SARS-CoV-2 binds to ACE 2, the host target cell receptor. 1 Active replication and release of the virus in the lung cells lead to non-specific symptoms such as fever, myalgia, headache, and respiratory symptoms. 1 In an experimental hamster model, the virus causes transient damage to the cells in the olfactory epithelium, leading to olfactory dysfunction, which may explain temporary loss of taste and smell commonly seen in covid-19. 21 The distribution of ACE 2 receptors in different tissues may explain the sites of infection and patient symptoms. For example, the ACE 2 receptor is found on the epithelium of other organs such as the intestine and endothelial cells in the kidney and blood vessels, which may explain gastrointestinal symptoms and cardiovascular complications. 22 Lymphocytic endotheliitis has been observed in postmortem pathology examination of the lung, heart, kidney, and liver as well as liver cell necrosis and myocardial infarction in patients who died of covid-19. 1 23 These findings indicate that the virus directly affects many organs, as was seen in SARS-CoV-1 and influenzae.
Much remains unknown. Are the pathological changes in the respiratory tract or endothelial dysfunction the result of direct viral infection, cytokine dysregulation, coagulopathy, or are they multifactorial? And does direct viral invasion or coagulopathy directly contribute to some of the ischaemic complications such as ischaemic infarcts? These and more, will require further work to elucidate.
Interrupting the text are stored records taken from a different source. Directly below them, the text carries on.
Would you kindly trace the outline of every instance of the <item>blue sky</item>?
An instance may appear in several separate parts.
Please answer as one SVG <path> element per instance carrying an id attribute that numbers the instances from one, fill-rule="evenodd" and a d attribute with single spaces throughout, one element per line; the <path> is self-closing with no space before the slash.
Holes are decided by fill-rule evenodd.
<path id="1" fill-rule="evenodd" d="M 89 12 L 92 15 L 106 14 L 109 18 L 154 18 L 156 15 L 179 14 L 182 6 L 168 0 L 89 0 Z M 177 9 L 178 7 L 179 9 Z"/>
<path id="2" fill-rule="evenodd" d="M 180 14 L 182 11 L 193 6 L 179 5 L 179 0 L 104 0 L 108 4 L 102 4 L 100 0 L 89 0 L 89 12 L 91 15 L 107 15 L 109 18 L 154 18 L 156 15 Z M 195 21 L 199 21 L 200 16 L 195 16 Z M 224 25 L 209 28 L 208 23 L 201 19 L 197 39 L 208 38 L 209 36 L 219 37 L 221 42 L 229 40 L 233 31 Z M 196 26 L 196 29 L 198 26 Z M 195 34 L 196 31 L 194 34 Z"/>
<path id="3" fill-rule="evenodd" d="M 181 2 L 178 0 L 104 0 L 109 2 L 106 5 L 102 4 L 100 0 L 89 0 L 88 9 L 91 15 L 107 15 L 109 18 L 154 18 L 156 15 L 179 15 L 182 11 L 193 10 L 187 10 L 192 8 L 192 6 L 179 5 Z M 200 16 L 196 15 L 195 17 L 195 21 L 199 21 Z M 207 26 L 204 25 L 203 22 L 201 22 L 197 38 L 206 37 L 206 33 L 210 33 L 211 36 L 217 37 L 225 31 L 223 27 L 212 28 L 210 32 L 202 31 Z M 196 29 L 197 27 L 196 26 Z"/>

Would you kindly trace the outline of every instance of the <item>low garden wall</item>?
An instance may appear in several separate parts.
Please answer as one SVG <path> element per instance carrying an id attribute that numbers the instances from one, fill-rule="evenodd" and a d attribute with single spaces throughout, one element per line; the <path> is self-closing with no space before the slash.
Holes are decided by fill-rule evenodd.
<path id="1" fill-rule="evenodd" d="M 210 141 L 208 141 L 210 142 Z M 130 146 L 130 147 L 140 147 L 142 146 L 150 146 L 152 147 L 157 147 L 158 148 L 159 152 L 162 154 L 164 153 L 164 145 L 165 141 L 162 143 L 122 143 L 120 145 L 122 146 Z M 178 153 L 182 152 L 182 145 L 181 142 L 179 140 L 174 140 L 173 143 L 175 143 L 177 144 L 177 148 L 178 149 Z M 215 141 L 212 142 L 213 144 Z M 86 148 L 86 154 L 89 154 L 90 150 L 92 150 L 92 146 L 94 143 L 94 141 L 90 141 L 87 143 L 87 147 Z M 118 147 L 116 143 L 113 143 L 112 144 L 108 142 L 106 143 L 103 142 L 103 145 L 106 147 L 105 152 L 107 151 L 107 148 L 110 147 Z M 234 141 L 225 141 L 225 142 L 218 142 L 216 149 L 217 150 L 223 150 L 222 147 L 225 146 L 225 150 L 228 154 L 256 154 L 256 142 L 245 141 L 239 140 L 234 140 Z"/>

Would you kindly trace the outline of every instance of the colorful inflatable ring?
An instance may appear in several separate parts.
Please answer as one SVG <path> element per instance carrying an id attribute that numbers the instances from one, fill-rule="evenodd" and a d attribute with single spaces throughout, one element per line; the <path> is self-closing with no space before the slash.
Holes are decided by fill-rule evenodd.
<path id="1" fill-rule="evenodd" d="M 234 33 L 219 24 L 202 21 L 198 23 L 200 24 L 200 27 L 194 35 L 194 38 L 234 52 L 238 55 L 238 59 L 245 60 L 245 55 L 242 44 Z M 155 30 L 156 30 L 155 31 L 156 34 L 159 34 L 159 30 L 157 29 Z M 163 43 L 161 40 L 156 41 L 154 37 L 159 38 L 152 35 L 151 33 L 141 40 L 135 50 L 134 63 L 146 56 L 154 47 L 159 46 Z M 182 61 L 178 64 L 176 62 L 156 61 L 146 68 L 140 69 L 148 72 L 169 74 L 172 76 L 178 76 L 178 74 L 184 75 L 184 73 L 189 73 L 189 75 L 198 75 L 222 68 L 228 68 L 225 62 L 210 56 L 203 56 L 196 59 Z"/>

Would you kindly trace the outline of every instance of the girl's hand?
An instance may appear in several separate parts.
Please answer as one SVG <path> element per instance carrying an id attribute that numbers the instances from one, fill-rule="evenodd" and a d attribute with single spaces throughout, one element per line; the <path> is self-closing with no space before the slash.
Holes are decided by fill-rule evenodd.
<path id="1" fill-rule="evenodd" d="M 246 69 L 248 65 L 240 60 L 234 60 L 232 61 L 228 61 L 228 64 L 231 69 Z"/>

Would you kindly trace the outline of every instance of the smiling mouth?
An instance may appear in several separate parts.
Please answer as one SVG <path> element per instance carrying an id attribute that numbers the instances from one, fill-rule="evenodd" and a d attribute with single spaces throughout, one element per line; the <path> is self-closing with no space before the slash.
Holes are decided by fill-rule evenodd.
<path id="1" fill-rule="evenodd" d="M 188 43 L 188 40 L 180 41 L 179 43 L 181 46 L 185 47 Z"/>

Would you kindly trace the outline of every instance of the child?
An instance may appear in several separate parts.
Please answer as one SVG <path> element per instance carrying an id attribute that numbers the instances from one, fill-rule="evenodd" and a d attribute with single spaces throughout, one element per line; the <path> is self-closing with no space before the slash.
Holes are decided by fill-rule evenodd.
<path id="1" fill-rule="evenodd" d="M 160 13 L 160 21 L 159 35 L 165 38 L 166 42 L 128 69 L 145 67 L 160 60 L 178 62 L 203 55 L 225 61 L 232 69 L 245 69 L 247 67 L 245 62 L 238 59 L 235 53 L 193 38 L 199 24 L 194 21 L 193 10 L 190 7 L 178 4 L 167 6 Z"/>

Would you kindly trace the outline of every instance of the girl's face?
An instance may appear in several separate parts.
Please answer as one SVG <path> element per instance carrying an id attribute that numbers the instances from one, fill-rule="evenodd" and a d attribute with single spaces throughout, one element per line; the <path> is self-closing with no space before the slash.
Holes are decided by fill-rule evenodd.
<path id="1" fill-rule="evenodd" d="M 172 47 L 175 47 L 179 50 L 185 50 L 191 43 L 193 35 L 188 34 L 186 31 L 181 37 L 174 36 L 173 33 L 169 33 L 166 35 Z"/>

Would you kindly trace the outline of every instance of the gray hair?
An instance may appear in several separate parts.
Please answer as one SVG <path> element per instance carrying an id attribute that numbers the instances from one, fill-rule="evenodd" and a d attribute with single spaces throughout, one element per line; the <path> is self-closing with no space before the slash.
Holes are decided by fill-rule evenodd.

Immune response and disease spectrum ( figure 2 )
After viral entry, the initial inflammatory response attracts virus-specific T cells to the site of infection, where the infected cells are eliminated before the virus spreads, leading to recovery in most people. 24 In patients who develop severe disease, SARS-CoV-2 elicits an aberrant host immune response. 24 25 For example, postmortem histology of lung tissues of patients who died of covid-19 have confirmed the inflammatory nature of the injury, with features of bilateral diffuse alveolar damage, hyaline-membrane formation, interstitial mononuclear inflammatory infiltrates, and desquamation consistent with acute respiratory distress syndrome (ARDS), and is similar to the lung pathology seen in severe Middle East respiratory syndrome (MERS) and severe acute respiratory syndrome (SARS). 26 27 A distinctive feature of covid-19 is the presence of mucus plugs with fibrinous exudate in the respiratory tract, which may explain the severity of covid-19 even in young adults. 28 This is potentially caused by the overproduction of pro-inflammatory cytokines that accumulate in the lungs, eventually damaging the lung parenchyma. 24
Some patients also experience septic shock and multi-organ dysfunction. 24 For example, the cardiovascular system is often involved early in covid-19 disease and is reflected in the release of highly sensitive troponin and natriuretic peptides. 29 Consistent with the clinical context of coagulopathy, focal intra-alveolar haemorrhage and presence of platelet-fibrin thrombi in small arterial vessels is also seen. 27 Cytokines normally mediate and regulate immunity, inflammation, and haematopoiesis; however, further exacerbation of immune reaction and accumulation of cytokines in other organs in some patients may cause extensive tissue damage, or a cytokine release syndrome (cytokine storm), resulting in capillary leak, thrombus formation, and organ dysfunction. 24 30
Mechanisms underlying the diverse clinical outcomes
Clinical outcomes are influenced by host factors such as older age, male sex, and underlying medical conditions, 1 as well as factors related to the virus (such as viral load kinetics), host-immune response, and potential cross-reactive immune memory from previous exposure to seasonal coronaviruses ( box 1 ).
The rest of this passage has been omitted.